Our Autumn has come.
This is my favourite season. Although I know that the next season to come upon us will be winter, I don't let that dismay me. I see little merit to letting thoughts of winter prevent me from enjoying the season I have now.
There is an honest beauty in this season. I'm actually more likely to grab a sweater and spend time outside now than during the summer. I love that glistening blue sky. I delight in the ways that green matures into bronze and gold.
I understand that I am witness to an ending.
But it's in that ending that I find my fondest hope.
I am speaking of the harvest.
These days, many of us think of harvest as a 'finish line'. We count the crop we reap as our 'reward'. This is understandable. These days, the true “harvest” often isn't the crop itself. Rather, it is the money earned when that crop is sold. And, while many would say that there is “no choice” and “this is the way life is now”, these facts do nothing to rectify the problem.
We have begun to lose sight of what harvest truly is.
I was blessed to have 12 harvests with Gary Antonenko. Gary had a farmer's soul. MS had stolen his ability to farm the way he had in his youth. But, he still measured his days according to the pattern set out by seed-time and harvest.
His garden was his “field”. It stretched out over a full acre and included every plant that he most loved to grow – apple trees, strawberries, asparagus and corn - and in an “average” year at least 200 tomatoes.
When fall came, we were busy. Gary picked. I processed. By now, I would have already canned a few hundred pounds of produce – and frozen hundreds more. In a September like this one, we might even be starting to fill the three wooden bins in the cellar with potatoes.
We did sell some of what we grew. There are always things one needs to buy that can't be made or grown at home. But, most of what we grew was our food for the winter.
In all my years with Gary, there was never ANY reason to feel hungry in our house.
Yet, harvest was not only about storing up food for the winter.
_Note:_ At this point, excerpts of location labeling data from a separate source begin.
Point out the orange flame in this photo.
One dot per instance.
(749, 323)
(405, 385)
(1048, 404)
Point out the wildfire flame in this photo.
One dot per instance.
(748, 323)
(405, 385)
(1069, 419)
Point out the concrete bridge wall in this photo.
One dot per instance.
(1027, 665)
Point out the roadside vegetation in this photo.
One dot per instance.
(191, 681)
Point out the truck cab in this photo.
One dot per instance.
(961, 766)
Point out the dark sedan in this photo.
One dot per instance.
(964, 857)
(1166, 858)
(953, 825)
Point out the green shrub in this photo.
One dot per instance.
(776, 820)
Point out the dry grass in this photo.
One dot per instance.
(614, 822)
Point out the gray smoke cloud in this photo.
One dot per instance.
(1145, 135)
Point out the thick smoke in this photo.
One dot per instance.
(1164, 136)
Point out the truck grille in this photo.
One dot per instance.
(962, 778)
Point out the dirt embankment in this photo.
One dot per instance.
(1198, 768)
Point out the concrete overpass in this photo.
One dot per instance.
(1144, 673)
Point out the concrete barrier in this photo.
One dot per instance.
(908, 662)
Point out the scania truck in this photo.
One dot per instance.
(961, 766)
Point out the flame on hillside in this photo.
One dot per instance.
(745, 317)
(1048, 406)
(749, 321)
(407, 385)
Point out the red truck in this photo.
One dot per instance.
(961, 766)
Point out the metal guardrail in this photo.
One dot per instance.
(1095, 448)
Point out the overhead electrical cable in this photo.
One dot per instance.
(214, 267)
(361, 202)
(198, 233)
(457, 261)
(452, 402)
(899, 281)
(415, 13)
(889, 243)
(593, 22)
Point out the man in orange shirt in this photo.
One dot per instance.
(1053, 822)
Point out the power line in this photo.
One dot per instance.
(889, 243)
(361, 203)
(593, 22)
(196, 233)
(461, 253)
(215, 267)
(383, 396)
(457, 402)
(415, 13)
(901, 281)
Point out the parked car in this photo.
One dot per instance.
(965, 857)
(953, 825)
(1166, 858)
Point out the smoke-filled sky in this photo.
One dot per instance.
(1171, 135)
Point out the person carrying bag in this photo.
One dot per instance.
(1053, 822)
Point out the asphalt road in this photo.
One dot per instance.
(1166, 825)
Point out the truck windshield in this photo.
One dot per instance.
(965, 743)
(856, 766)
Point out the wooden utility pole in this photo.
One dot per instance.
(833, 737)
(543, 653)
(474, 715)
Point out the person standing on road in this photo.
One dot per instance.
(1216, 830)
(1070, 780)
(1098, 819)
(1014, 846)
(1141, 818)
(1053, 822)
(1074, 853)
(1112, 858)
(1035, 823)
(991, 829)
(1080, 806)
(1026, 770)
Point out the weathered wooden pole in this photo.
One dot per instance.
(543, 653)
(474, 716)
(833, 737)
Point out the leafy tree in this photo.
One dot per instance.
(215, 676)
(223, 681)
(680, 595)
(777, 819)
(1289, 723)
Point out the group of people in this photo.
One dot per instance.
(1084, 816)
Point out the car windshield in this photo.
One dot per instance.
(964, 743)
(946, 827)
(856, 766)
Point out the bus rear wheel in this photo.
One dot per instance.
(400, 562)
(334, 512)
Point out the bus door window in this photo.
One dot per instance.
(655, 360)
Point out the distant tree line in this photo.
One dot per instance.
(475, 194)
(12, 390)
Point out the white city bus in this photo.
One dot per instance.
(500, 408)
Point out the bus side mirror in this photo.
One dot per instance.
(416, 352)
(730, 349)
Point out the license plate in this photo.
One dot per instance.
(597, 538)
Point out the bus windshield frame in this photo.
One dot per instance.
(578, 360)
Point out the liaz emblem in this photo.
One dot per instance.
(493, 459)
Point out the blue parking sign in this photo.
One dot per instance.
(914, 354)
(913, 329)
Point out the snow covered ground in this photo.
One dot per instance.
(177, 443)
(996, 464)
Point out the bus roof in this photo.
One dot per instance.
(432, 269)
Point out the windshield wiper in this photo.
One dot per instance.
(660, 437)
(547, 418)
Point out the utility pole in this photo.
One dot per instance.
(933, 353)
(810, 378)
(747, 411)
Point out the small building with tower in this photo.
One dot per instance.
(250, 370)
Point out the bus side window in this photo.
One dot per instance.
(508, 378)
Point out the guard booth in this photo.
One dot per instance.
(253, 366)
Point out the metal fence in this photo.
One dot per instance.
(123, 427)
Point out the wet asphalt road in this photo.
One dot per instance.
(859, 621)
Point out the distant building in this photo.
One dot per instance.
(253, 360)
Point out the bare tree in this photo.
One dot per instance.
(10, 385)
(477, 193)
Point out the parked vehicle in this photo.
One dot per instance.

It was also about collecting the seed that we would plant out next spring. There were a few plants (like cabbage) that would be grown from store-bought seed. But, as often as we reasonably could, we used our own seed every spring.
That meant that part of what we harvested in the fall – was our own future.
It is that aspect of the harvest that so many of us have forgotten.
It's this that we must strive to remember.
Our future depends on it.
I am in the autumn of my Jubilee Year.
Although God alone will decide how much longer I draw breath, I know that I may not live to see another 50 harvests.
Yet, as I look at the “harvest” I am reaping now, I am filled with gratitude and hope. God has granted me increase. There will be enough to sustain my daughter and I through whatever winter is to come.
Should God grant me another spring – I know I will have good seed to sow.
And should it be His will – I will reap a harvest to His glory.